Since the pandemic began, couples have argued over ruined wedding plans. They went on the date, no one got cold feet, but they were forced to postpone or cancel weddings through no fault of their own. Executive orders closed venues and when they finally reopened their capacities and protocols were extremely limited.
If you procrastinate, you might be forced into an undesirable day of the week like Tuesday. If you’ve canceled, many venues have been telling couples for a year that they can’t get a penny of their money back. Some would only give partial refunds even though the venue did not provide anything.
Now there are laws that regulate this and would force the venues to return all the money to a party that canceled a wedding, bar mitzvah, sweet 16 party, etc. due to the pandemic. It would also not allow for exorbitant fees tied to postponements.
Indeed it does. We took calls on Tuesday on the matter and a gentleman spoke of his son learning from a venue that he would have to postpone his wedding and accept a Wednesday and that he would have to pay thousands of dollars more for this poor availability.
State Senator Vin Gopal is sponsoring the Senate version of the bill (there is an accompanying bill in the congregation) and says, “It is only fair that people who have paid fees or made deposits and then forced through no fault of their own should be able to cancel plans be able to request a refund due to exceptional circumstances. “
The calls we received on this matter were frustrating. A couple ran out of $ 9,000 when told they had to put off but couldn’t. He is in the armed forces and would be deployed abroad in a dangerous situation. He didn’t want her to be without benefit if something happened to him. So postponing was not an option. They had a little wedding in the back yard and the venue just did nothing to keep $ 9,000 away from them.
Another woman who had planned a Sweet 16 party for her daughter last April couldn’t have it.
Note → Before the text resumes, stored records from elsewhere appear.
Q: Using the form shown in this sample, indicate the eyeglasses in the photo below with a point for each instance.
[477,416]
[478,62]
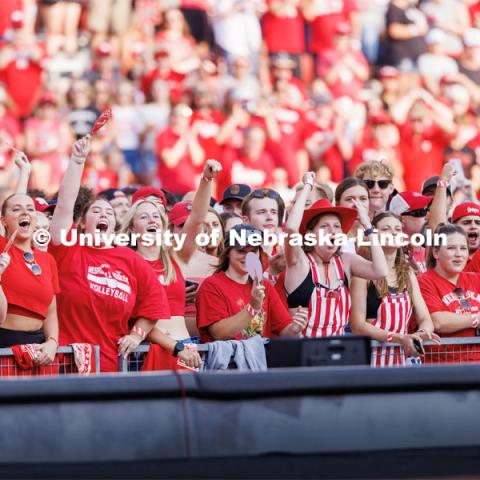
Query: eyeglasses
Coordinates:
[31,264]
[464,302]
[383,184]
[265,192]
[422,212]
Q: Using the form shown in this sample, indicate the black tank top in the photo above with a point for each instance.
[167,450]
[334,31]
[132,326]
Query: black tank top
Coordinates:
[300,297]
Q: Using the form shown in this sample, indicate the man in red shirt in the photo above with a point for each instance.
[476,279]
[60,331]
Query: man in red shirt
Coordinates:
[426,127]
[179,153]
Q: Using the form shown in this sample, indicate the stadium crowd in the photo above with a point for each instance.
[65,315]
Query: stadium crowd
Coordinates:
[253,116]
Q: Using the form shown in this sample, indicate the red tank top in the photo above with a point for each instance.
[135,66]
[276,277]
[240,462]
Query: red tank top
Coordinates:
[175,290]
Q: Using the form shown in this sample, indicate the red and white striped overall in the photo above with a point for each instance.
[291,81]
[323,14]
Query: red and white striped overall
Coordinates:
[328,310]
[393,315]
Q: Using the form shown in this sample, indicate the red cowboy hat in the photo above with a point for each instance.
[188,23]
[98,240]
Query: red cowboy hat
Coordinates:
[320,207]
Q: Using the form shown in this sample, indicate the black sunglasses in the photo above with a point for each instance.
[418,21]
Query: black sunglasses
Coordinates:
[464,302]
[31,264]
[265,192]
[383,184]
[422,212]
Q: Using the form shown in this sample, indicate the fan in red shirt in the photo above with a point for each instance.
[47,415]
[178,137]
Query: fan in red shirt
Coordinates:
[231,306]
[426,128]
[325,141]
[283,27]
[324,16]
[21,70]
[102,287]
[169,264]
[452,295]
[344,68]
[251,164]
[28,307]
[179,152]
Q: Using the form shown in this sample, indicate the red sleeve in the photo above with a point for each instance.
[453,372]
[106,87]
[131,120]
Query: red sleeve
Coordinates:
[278,315]
[54,270]
[430,294]
[151,301]
[212,305]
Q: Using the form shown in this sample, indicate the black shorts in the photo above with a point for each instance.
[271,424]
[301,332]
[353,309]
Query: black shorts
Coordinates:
[9,338]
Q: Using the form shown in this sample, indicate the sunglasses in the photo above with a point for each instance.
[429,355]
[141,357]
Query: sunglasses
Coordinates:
[265,192]
[416,213]
[30,262]
[382,184]
[464,302]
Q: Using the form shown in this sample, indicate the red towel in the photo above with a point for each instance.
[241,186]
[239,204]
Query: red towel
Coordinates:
[84,356]
[159,359]
[22,363]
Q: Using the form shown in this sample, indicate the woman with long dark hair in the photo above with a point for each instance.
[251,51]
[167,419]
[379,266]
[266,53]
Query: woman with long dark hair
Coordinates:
[383,308]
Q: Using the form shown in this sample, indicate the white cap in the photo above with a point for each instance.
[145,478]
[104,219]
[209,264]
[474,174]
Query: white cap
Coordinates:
[435,35]
[471,38]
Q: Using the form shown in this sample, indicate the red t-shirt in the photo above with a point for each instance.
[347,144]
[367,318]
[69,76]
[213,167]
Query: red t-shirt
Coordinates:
[181,178]
[347,83]
[323,26]
[175,291]
[219,297]
[421,155]
[101,289]
[22,288]
[208,126]
[284,34]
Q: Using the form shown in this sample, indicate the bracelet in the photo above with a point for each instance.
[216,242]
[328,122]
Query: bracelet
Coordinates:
[270,277]
[139,331]
[250,310]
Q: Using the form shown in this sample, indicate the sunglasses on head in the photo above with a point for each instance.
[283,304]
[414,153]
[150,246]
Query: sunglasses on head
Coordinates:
[422,212]
[265,192]
[464,302]
[30,262]
[382,184]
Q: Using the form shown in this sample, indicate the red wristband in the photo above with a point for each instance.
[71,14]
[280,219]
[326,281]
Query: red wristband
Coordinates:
[139,331]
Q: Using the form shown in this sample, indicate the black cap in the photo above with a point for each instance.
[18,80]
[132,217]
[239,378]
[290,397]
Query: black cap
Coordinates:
[237,191]
[111,193]
[252,237]
[432,182]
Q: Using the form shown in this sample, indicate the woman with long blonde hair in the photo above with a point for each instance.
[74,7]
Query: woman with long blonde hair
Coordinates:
[170,262]
[383,307]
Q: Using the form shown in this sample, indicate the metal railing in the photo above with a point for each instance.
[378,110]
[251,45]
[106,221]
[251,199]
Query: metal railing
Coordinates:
[64,364]
[455,350]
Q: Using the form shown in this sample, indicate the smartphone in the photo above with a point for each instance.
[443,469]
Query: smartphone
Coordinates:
[418,346]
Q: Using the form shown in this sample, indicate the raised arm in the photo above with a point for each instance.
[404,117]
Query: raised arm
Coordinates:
[294,253]
[200,205]
[63,214]
[360,267]
[21,161]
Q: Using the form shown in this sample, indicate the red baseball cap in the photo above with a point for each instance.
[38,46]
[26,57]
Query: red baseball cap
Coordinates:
[40,204]
[17,19]
[465,210]
[408,202]
[388,72]
[145,192]
[179,213]
[343,28]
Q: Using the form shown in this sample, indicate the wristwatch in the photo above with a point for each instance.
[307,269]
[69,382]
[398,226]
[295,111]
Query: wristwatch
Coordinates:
[179,347]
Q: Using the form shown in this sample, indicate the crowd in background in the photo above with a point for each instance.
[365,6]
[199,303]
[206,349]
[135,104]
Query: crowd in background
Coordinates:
[349,115]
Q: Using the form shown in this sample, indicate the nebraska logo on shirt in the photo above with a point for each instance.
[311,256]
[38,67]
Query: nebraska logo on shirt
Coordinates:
[113,284]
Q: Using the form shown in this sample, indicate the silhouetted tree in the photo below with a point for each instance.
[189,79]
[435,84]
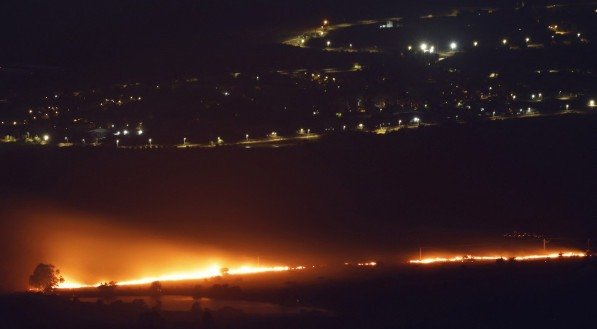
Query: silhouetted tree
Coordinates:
[208,319]
[45,278]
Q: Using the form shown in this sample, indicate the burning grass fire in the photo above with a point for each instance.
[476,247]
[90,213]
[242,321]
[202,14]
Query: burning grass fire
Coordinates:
[206,273]
[472,258]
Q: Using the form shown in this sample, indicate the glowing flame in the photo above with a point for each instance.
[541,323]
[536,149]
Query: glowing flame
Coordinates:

The venue kept her money and postponed it until July. July came and it was still a no-go. They still wouldn’t refund their money and she ultimately had to postpone it to July 2021, well over a year after her daughter’s 16th birthday, which made the party pretty pointless. She half joked that if the venue played that game, she would consider rounding up every homeless person she could find and throw them the party with well-deserved good food and see how the venue liked it.
I usually don’t like the government telling private companies how to work. However, between a venue and a young couple, it’s pretty obvious who can usually absorb the financial blow more. And despite all of the lost deals of last year, the industry is now overbooked, doing business all in one for two years this year. From there the free nights come like Tuesdays and Wednesdays. So how fair is it that those venues that are already charging a ridiculous amount don’t suffer the loss? A couple who were not offered service shouldn’t have to lose money. Especially when the wedding industry increases its prices higher than the inflation rate every year. The average wedding in New Jersey is now $ 36,943, the second highest of any fifty states.
This bill must become law.
The above post reflects the thoughts and observations of New Jersey 101.5 talk show host Jeff Deminski. All opinions expressed are from Jeff Deminski.